The legislative intent that four years’ residence outside the town of the pauper’s settlement should be effective to terminate that settlement, whether such period was before or after the date when the act took effect, is confirmed by a further amendment adopted *346in 1943. A subsequent legislative act may throw light on the legislative intent of a former related act. General Realty Improvement Co. v. New Haven, 133 Conn. 238, 242, 50 A. 2d 59. On July 21, 1941, the attorney general ruled that § 247f applied to persons who had resided outside of the town of settlement for four consecutive years only if they had not received relief in another town prior to the effective date of the statute in its amended form. 22 Conn. Atty. Gen. Rep. 219. The adoption of § 367g of the 1943 Supplement by the legislature gave expression to its disagreement with this interpretation through the amendment of § 247f by inserting "who has, or” before "who shall have” and by adding to the act: “The provision of this section shall apply to any person having a pauper status whether such status was fixed prior to or after October 1, 1943. . . .” This was the date when the new act took effect. Sup. 1943, § 753g. Under the circumstances, there is considerable force to the defendant’s claim for application of the rule that "an amendment which in effect construes and clarifies a prior statute must be accepted as the legislative declaration of the meaning of the original act.” General Petroleum Corporation v. Smith, 62 Ariz. 239, 247, 157 P. 2d 356. In any event, there is no doubt that it is our right and duty, in arriving at the correct meaning of § 247f, to take into consideration the terms of § 367g. 50 Am. Jur. 328, § 337. This we have done in arriving at our conclusion.
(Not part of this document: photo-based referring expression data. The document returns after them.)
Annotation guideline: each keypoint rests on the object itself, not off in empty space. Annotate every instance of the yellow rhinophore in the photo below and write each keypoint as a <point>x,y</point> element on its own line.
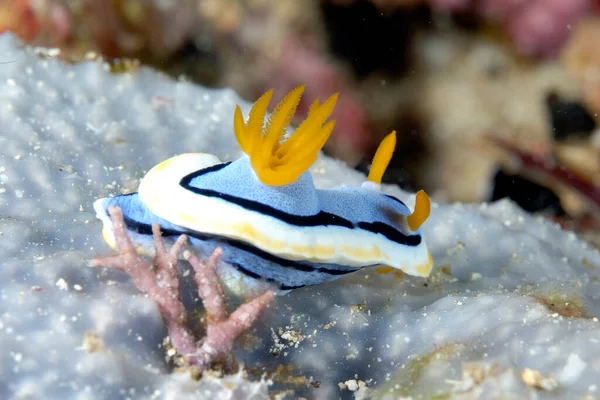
<point>421,211</point>
<point>382,158</point>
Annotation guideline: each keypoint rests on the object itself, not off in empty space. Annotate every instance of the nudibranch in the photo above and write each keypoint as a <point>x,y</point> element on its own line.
<point>277,231</point>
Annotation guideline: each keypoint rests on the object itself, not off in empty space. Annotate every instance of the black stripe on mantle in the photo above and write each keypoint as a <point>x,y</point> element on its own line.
<point>146,229</point>
<point>322,218</point>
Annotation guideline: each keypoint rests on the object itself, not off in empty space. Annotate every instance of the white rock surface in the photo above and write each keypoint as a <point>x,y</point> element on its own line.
<point>510,310</point>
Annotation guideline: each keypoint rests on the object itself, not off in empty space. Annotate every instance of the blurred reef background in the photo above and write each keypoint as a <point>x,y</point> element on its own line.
<point>491,98</point>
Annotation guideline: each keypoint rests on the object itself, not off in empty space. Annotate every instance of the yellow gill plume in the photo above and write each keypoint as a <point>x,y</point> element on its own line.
<point>275,159</point>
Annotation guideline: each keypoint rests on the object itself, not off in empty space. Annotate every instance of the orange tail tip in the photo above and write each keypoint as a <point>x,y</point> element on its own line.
<point>421,211</point>
<point>278,159</point>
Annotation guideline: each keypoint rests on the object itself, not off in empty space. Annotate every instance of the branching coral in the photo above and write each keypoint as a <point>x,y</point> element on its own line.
<point>160,281</point>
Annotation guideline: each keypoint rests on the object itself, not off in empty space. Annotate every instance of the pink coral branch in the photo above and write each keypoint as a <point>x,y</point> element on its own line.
<point>161,282</point>
<point>222,330</point>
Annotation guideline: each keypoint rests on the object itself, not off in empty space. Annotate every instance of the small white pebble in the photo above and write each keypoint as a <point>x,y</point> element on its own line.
<point>62,284</point>
<point>352,385</point>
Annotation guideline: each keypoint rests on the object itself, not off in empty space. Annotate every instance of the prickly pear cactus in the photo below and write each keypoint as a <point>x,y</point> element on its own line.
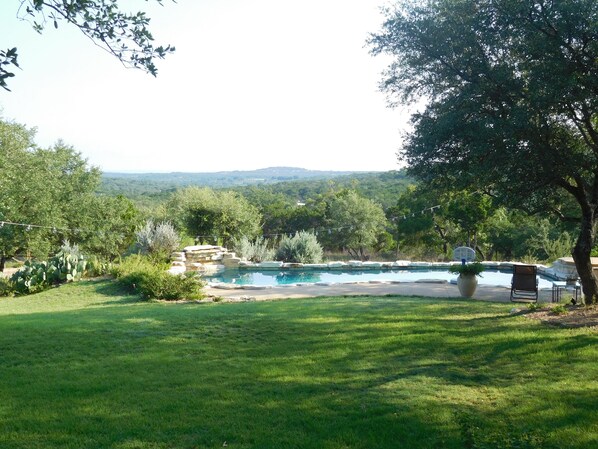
<point>37,276</point>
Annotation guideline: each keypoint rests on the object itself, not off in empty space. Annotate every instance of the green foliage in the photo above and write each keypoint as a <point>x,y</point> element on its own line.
<point>213,216</point>
<point>151,280</point>
<point>534,306</point>
<point>468,269</point>
<point>303,247</point>
<point>559,309</point>
<point>7,287</point>
<point>510,103</point>
<point>53,189</point>
<point>158,239</point>
<point>125,35</point>
<point>257,250</point>
<point>549,243</point>
<point>356,223</point>
<point>36,276</point>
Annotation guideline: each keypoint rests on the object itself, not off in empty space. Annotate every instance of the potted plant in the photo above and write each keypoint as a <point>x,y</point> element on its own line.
<point>467,280</point>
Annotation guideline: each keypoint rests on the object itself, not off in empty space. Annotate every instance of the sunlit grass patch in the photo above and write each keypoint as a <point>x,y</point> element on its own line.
<point>85,365</point>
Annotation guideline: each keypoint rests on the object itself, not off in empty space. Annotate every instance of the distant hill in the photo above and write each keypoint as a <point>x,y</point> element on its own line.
<point>296,184</point>
<point>224,178</point>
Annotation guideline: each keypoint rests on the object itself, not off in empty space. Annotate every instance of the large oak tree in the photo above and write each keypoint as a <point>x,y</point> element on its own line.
<point>511,90</point>
<point>125,35</point>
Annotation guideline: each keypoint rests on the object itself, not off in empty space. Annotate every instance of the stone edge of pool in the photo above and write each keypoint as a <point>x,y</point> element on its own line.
<point>438,289</point>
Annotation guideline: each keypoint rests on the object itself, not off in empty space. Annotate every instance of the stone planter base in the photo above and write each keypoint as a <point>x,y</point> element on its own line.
<point>467,285</point>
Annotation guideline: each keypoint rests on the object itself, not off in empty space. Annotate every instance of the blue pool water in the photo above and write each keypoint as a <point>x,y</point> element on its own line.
<point>274,278</point>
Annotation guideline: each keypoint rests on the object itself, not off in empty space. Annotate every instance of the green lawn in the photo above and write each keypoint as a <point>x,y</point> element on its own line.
<point>85,366</point>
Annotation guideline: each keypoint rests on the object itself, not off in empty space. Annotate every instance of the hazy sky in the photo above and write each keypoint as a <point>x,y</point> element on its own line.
<point>253,83</point>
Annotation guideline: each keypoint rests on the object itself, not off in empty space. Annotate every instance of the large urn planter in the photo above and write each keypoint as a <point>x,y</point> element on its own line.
<point>467,284</point>
<point>468,277</point>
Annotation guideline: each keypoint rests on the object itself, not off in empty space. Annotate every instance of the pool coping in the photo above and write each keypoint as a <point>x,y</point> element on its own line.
<point>422,289</point>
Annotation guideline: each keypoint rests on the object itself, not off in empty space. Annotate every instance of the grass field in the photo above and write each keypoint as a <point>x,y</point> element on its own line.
<point>85,366</point>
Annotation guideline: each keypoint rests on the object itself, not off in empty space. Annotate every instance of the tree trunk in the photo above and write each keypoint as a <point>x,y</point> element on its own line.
<point>583,262</point>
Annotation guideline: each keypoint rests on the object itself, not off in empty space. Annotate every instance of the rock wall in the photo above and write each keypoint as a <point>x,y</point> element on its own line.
<point>205,259</point>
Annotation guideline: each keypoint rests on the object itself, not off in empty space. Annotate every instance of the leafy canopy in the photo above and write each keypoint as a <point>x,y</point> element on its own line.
<point>512,102</point>
<point>124,35</point>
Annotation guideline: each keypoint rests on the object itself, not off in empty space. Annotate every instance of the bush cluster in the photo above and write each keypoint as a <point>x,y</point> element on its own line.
<point>158,239</point>
<point>139,274</point>
<point>303,247</point>
<point>255,251</point>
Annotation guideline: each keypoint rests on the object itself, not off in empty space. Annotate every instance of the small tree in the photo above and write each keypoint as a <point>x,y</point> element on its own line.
<point>303,247</point>
<point>257,250</point>
<point>356,223</point>
<point>158,239</point>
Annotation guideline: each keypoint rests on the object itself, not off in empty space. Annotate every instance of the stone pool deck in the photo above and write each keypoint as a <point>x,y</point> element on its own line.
<point>430,289</point>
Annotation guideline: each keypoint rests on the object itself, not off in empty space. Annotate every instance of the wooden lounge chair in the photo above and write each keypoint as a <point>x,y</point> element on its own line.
<point>524,285</point>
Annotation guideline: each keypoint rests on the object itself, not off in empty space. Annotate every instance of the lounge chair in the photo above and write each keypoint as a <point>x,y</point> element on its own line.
<point>524,284</point>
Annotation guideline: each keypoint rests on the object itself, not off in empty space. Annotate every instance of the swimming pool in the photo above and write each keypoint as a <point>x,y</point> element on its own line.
<point>286,277</point>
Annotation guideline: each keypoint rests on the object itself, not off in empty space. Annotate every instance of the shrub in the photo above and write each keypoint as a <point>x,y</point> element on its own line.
<point>158,239</point>
<point>303,247</point>
<point>151,280</point>
<point>256,251</point>
<point>67,265</point>
<point>6,286</point>
<point>559,309</point>
<point>468,269</point>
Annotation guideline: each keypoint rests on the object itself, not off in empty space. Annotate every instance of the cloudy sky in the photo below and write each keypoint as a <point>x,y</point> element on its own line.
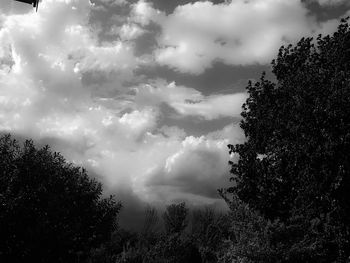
<point>145,94</point>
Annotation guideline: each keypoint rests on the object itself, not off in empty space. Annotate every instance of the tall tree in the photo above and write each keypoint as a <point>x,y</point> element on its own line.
<point>50,210</point>
<point>295,164</point>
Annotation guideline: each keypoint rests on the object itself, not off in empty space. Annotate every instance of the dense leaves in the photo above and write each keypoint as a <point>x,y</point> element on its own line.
<point>51,211</point>
<point>294,167</point>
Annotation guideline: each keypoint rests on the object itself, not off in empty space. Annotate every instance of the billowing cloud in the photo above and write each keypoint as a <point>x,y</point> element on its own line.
<point>238,32</point>
<point>188,101</point>
<point>69,78</point>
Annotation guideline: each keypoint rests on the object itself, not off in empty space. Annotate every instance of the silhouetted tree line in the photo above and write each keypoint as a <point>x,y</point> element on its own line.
<point>290,194</point>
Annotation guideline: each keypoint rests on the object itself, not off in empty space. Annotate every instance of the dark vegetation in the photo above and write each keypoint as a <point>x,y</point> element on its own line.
<point>290,194</point>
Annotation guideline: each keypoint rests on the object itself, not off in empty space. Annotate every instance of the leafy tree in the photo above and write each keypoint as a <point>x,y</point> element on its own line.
<point>209,230</point>
<point>50,210</point>
<point>295,165</point>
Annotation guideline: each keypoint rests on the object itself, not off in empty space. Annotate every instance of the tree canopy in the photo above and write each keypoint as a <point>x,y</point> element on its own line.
<point>294,167</point>
<point>51,211</point>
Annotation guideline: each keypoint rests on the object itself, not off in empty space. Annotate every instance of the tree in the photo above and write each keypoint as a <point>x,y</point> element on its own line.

The sole authority relied upon by the plaintiff in support of its claim is Bridgeport v. Greenwich, 116 Conn. 537, 165 A. 797. We there held (p. 545) merely that the pauper’s status was fixed by the statute in force when he first applied for relief. No question as to the effect of a statute changing the pauper’s status, as in the instant case, was involved.
*347There is no error.
In this opinion the other judges concurred.